While discussing the relation of the model of reversible computing with quantum computing, my professor made a remark like:
Consider the model of reversible classical circuits on $n$ bits, where the gates are (say) arbitrary permutations of the 8 values of 3 bits. The total group of permutations that you can make in this case is the alternating group $A_{2^n}$ if $n$ is at least 4. (Exercise: Why are odd permutations impossible?)
Now I'm a bit confused here. Shouldn't the group of all possible permutations for $n$ bit be the symmetric group $S_{2^n}$? I'm not sure why it's the alternating group and not the symmetric group. Moreover, why should $n$ be at least 4 and why aren't odd permutations allowed? Even some hints would be helpful.
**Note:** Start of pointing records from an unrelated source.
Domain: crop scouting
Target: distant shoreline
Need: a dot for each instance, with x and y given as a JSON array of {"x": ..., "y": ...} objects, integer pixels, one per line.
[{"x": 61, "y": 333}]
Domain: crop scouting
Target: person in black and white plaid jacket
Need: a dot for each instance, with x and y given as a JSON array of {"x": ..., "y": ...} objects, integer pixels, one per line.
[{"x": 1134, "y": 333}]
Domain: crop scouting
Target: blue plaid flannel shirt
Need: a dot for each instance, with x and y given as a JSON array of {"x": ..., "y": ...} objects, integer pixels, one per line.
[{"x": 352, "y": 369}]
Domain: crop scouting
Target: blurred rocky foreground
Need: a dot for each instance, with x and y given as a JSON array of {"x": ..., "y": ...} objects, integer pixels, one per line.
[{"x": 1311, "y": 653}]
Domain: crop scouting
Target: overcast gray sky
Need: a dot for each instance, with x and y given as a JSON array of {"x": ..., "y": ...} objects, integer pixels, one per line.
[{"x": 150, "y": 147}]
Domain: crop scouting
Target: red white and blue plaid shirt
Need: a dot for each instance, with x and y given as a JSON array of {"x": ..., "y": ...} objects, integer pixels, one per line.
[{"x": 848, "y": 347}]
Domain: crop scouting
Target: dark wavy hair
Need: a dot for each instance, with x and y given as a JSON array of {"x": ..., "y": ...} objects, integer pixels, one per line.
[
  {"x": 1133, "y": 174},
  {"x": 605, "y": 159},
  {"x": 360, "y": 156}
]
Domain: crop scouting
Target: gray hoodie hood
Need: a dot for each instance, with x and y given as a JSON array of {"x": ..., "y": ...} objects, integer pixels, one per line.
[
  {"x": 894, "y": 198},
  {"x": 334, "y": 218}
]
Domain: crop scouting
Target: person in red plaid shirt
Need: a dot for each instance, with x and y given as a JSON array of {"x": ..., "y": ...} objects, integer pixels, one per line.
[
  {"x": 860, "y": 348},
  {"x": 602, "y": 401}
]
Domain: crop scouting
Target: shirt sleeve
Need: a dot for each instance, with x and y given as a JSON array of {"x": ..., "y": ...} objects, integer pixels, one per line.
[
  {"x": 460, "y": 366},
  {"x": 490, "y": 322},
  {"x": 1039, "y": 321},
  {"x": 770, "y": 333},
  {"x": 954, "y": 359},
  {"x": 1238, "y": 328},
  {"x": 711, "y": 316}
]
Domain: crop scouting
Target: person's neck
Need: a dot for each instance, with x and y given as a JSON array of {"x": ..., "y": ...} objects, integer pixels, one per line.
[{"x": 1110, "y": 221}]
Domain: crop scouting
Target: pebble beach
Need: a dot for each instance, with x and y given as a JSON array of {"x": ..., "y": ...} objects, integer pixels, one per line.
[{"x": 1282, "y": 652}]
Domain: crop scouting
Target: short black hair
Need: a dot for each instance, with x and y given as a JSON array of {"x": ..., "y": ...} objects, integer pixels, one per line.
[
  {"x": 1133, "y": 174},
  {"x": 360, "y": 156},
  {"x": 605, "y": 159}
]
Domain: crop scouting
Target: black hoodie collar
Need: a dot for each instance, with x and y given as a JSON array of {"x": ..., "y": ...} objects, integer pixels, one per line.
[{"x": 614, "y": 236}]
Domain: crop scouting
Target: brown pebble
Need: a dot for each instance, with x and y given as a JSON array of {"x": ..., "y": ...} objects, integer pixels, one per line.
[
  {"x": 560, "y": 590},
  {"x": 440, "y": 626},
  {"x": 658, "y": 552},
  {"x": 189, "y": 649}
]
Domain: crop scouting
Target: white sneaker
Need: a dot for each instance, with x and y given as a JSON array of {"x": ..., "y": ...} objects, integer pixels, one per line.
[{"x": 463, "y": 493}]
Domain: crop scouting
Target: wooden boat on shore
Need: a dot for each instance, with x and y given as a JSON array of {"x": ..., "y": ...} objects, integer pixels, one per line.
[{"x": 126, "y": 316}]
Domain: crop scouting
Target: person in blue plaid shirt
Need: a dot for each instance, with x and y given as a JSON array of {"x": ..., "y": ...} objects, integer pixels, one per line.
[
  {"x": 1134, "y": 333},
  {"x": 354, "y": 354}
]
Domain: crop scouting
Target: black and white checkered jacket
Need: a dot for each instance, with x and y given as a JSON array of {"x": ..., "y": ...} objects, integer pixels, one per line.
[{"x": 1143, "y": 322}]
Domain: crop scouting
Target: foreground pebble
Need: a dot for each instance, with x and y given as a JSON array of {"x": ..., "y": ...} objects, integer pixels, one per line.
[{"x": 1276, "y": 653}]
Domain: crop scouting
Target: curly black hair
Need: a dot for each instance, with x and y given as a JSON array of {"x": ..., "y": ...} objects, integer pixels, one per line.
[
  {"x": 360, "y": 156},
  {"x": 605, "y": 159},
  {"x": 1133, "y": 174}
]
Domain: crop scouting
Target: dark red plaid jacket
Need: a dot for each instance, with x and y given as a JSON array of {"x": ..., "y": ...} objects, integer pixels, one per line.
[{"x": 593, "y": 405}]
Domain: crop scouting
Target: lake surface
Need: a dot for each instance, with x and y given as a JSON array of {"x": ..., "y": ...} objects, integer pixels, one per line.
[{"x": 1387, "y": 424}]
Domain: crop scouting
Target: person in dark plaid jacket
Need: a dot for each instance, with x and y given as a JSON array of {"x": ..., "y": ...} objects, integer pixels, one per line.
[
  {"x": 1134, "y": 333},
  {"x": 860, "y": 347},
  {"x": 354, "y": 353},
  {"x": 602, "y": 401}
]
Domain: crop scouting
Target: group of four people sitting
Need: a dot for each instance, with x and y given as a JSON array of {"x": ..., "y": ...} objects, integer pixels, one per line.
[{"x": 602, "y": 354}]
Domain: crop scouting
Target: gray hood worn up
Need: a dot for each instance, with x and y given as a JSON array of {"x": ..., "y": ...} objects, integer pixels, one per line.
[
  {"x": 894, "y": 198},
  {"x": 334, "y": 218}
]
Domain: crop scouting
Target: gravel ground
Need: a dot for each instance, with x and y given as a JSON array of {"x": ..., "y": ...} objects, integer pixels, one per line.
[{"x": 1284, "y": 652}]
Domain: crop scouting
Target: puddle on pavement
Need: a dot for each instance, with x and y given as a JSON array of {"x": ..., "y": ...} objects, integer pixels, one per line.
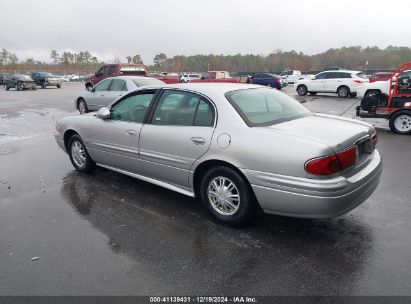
[{"x": 29, "y": 124}]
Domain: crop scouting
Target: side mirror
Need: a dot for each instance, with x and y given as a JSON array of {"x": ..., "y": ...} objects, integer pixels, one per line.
[{"x": 103, "y": 113}]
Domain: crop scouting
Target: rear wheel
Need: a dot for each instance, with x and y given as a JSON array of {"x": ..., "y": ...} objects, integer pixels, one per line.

The proof that only even permutations can be achieved in this way if $n\ge4$ is essentially the proof of Lemma $11$ on page $8$ of this paper. Obviously, if $n=3$, you have the entire $S_3$, so assume $n\ge4$. Then for each permutation that you can apply to $3$ bits, there's a bit that's left unaffected. The overall permutation thus decomposes into a permutation of the values with that bit set and a permutation of the values with that bit cleared, and these permutations have identical cycle structure. It follows that every cycle length occurs an even number of times in the overall permutation, and thus the overall permutation is even.